Lenox looked at the window. Already there was some paling in the sky.
He went and sat on the small stool by the bed. His inclination was to reach out and touch Dallington’s brow—how young he looked!—but he reached for his hand. “I’m here with you, John,” he murmured. “Just so you know.”
There were perhaps two or three minutes of silence. Finally, the doctor said, “There is fever, sir. We must apply the cold compresses.”
Lenox nodded and stood. He and Cheesewright stepped into the hall. “What happened?” asked Lenox.
“I don’t know. There was this note at his station, however.”
Lenox saw an envelope with his own name on it—again. Polly’s was next to it. He grabbed the envelope and ripped it open. Inside, in a desperately quick hand, was a line from Dallington.
Nothing to do with lovers. It’s Labrenz. Giving chase.
Lenox stifled a gasp. Labrenz was a Prussian spy, wanted throughout England. He’d been thought dead for nearly a year now.
They would never have even imagined a connection between him and the broken window. But now, his mind racing, Lenox wondered what the truth of the business in Parliament had been. Was the story of the lovers’ quarrel a red herring, designed to lead them off the scent of the real reason Labrenz was there—something to do, presumably, with affairs of state, after all?
It had come too easily, that information about the affair, even Polly had acknowledged that, the chattering servants revealing without any hesitation what had supposedly gone on between Lord Beverley and Mr. Winslow, all of it secondhand, their sources perhaps not in on any particular lie, but only too happy to gossip it forward. He, Polly, and Cheesewright had all been too credulous. Only Dallington had felt that something was off. And meanwhile, a spy had been lurking around Parliament, the true cause behind that broken window.

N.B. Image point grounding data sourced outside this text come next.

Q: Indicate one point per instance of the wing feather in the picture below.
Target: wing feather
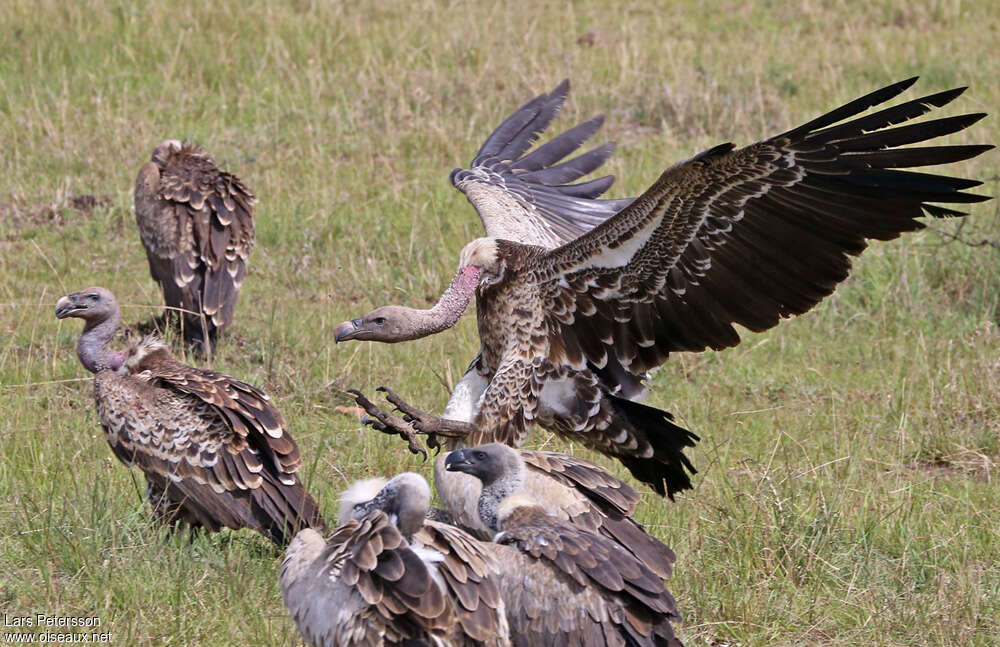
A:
(200, 218)
(526, 197)
(749, 236)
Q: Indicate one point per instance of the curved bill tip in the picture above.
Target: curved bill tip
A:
(347, 330)
(64, 306)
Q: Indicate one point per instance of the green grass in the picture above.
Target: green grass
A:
(847, 488)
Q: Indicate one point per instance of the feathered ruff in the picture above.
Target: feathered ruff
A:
(214, 450)
(196, 223)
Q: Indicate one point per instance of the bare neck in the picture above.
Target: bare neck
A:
(494, 494)
(449, 307)
(92, 348)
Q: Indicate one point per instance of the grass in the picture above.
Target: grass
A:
(847, 487)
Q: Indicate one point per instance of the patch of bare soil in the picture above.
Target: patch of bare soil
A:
(967, 463)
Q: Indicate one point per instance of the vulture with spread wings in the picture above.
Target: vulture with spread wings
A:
(196, 223)
(214, 450)
(742, 236)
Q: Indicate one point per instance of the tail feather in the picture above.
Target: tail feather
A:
(668, 470)
(282, 510)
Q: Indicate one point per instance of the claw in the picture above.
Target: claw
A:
(387, 423)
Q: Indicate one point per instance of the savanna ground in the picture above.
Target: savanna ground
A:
(847, 489)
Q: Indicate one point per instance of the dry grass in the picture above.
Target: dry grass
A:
(847, 491)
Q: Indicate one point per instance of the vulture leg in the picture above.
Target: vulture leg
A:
(388, 423)
(425, 423)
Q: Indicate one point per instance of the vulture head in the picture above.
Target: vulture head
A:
(488, 463)
(480, 253)
(93, 305)
(388, 324)
(405, 498)
(501, 469)
(170, 147)
(101, 315)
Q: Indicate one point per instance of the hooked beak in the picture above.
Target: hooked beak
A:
(348, 330)
(66, 306)
(457, 462)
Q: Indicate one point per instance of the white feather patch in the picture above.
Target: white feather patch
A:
(358, 492)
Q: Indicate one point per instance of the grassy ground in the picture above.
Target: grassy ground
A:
(847, 491)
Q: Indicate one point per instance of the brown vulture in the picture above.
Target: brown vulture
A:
(742, 236)
(196, 223)
(562, 585)
(214, 449)
(387, 576)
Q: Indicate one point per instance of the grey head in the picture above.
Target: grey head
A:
(405, 498)
(490, 463)
(388, 324)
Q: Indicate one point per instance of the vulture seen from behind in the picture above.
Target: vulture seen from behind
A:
(561, 584)
(742, 236)
(386, 576)
(196, 223)
(214, 450)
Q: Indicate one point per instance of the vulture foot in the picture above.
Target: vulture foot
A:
(425, 423)
(388, 423)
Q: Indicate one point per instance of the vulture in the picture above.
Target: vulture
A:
(731, 236)
(388, 576)
(215, 451)
(561, 584)
(196, 223)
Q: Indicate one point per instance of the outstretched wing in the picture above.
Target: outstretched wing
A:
(244, 409)
(527, 198)
(622, 592)
(196, 222)
(752, 235)
(373, 558)
(195, 462)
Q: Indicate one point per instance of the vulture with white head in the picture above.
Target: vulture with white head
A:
(196, 223)
(214, 450)
(562, 585)
(742, 236)
(527, 198)
(387, 576)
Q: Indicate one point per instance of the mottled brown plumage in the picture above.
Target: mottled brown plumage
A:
(562, 584)
(214, 450)
(196, 223)
(388, 577)
(732, 236)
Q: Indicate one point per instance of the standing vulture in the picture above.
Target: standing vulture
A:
(384, 577)
(561, 584)
(215, 451)
(196, 223)
(526, 198)
(742, 236)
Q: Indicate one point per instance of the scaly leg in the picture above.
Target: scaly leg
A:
(425, 423)
(388, 423)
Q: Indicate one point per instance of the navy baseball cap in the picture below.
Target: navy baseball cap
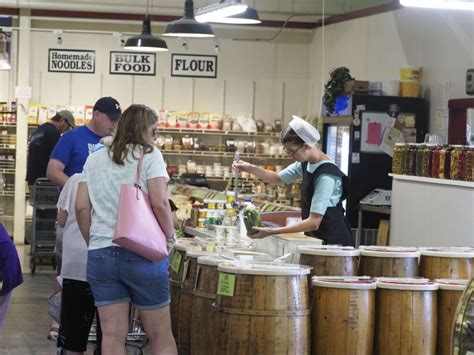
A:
(109, 106)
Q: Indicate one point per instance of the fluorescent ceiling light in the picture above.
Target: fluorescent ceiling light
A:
(248, 17)
(224, 8)
(440, 4)
(188, 26)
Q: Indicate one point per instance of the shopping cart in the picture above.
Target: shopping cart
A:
(43, 198)
(136, 339)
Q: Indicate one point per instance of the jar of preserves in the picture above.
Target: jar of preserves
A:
(428, 160)
(419, 159)
(435, 162)
(470, 164)
(399, 158)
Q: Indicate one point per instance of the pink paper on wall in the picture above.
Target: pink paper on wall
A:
(374, 133)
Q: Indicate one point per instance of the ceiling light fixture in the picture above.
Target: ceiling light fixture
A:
(224, 8)
(187, 26)
(146, 42)
(440, 4)
(248, 17)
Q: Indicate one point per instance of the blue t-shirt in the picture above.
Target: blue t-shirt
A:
(74, 147)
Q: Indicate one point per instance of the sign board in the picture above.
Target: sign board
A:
(126, 63)
(71, 61)
(194, 66)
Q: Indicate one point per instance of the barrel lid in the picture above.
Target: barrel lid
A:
(408, 284)
(452, 284)
(328, 250)
(389, 252)
(213, 260)
(448, 252)
(346, 282)
(263, 268)
(197, 253)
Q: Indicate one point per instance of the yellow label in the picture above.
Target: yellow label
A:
(226, 284)
(176, 262)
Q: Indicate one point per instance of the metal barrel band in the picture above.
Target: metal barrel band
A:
(211, 296)
(249, 312)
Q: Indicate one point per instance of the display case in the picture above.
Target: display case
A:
(463, 339)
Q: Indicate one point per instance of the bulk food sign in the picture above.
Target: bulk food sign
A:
(194, 66)
(132, 63)
(71, 61)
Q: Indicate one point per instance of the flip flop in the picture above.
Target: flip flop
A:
(53, 334)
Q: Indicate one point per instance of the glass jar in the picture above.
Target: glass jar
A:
(420, 151)
(435, 162)
(470, 164)
(398, 159)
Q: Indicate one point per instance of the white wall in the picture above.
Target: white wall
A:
(375, 47)
(277, 74)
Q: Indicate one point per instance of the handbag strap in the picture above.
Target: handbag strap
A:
(139, 169)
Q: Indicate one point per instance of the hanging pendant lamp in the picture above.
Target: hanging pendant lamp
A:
(146, 42)
(187, 26)
(248, 17)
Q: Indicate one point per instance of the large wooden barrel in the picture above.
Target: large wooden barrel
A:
(388, 261)
(329, 260)
(447, 263)
(449, 295)
(262, 308)
(343, 315)
(203, 334)
(176, 279)
(406, 316)
(186, 299)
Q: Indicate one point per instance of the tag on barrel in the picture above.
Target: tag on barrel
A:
(176, 262)
(226, 284)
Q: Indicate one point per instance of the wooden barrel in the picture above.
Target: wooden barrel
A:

Which meant—he realized—that it was eminently possible that Dallington had been pushed.
As he was reckoning with this information there was a footfall in the hallway behind him. Wilson, the other porter, appeared, leading McConnell.
“Lenox!” cried the doctor. He was carrying his leather bag. “For Christ’s sake, what’s happened? Kirk came to my door.”
“It’s Dallington,” said Lenox. “He fell from a great height. The physician—a man named Melman—says he won’t live two hours.”
McConnell pushed forward without hesitation. “What utter nonsense. Melman is a fool. Let me see him.”